Industry stocks responded positively. H&R Block’s share price hit multi-year highs in October, buoyed by strong earnings and client growth, while Intuit (TurboTax) closed at $661 per share after beating earnings expectations. Both companies are investing heavily in AI-driven tools and financial software, betting that tax complexity and the demise of free government filing will keep business booming.

Looking Ahead: Major Tax Changes for 2026

For the 2026 filing season (covering 2025 income), Americans face the biggest overhaul in decades. The “One Big, Beautiful Bill Act,” signed in July 2025, permanently extends the 2017 tax cuts and introduces new benefits. The standard deduction gets a bump: singles can claim $15,750, joint filers $31,500, and heads of household $23,625.

The Child Tax Credit increases to $2,200 per child, with up to $1,700 refundable for low-income families. Seniors receive a new $6,000 deduction on top of the standard deduction, reducing taxable income for retirees. The state and local tax (SALT) deduction cap jumps from $10,000 to $40,000, mostly benefiting high-income taxpayers in states with steep taxes.

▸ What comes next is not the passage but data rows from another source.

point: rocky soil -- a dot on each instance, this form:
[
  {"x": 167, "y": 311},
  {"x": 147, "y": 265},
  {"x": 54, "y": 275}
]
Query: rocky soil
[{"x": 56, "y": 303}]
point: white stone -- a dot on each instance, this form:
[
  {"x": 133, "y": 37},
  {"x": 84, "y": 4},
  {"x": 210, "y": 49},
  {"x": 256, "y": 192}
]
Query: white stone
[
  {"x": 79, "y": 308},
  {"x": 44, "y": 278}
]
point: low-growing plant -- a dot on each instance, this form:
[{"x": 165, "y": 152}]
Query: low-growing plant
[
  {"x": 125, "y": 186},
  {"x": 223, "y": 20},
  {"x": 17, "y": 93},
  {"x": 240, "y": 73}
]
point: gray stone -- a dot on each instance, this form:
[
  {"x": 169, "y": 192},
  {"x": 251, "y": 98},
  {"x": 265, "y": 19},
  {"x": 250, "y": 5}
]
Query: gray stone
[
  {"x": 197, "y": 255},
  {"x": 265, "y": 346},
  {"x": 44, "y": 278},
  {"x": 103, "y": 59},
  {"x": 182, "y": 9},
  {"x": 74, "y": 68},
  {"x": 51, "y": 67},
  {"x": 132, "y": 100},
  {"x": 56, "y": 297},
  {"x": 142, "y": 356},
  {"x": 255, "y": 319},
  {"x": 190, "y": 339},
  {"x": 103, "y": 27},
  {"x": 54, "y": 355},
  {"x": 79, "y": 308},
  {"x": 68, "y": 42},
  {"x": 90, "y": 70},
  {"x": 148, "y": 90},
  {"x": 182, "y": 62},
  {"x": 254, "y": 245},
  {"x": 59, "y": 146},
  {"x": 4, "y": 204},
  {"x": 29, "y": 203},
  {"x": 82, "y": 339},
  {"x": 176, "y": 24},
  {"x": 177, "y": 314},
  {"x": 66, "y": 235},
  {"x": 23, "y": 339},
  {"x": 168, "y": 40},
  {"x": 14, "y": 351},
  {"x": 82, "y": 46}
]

Tax experts, like Mark Steber of Jackson Hewitt, warn that the scope of changes is “more than anything I’ve seen in 40 years.” Mistakes may be more common as filers adjust to new rules, and the IRS will not automatically correct most errors. Early preparation—such as reviewing withholding and estimated payments—is critical.

The IRS promises detailed guidance before next year’s filing season, but looming budget cuts could hamper modernization and customer service. Congressional leaders are considering repurposing some of the IRS’s $80 billion funding boost, threatening long-term improvements. For now, inflation adjustments for 2026 will be modest, offering stability after years of volatility.

Bottom Line: Preparation Pays Off

The 2025 tax season closed on a generally positive note, with quicker and slightly larger refunds for those who qualified. The IRS managed a record volume of returns despite internal and external challenges. But with sweeping changes coming for 2026, both taxpayers and professionals need to stay alert. The end of paper checks, higher credits, and new deductions mean opportunities—but also risks for the unprepared. As one tax expert put it, “A little planning now can save you a lot of headaches—and maybe money—next spring.”

Analysis: The 2025 tax season reveals a system in flux—more digital, more complex, and poised for further transformation. While the IRS showed resilience amid staffing and budget pressures, the coming overhaul will test its capacity to deliver timely, equitable service. For taxpayers, adapting to new rules will be essential, especially for vulnerable groups who risk falling through the cracks as paper checks disappear. The next chapter in American tax policy will demand both modernization and a renewed focus on accessibility.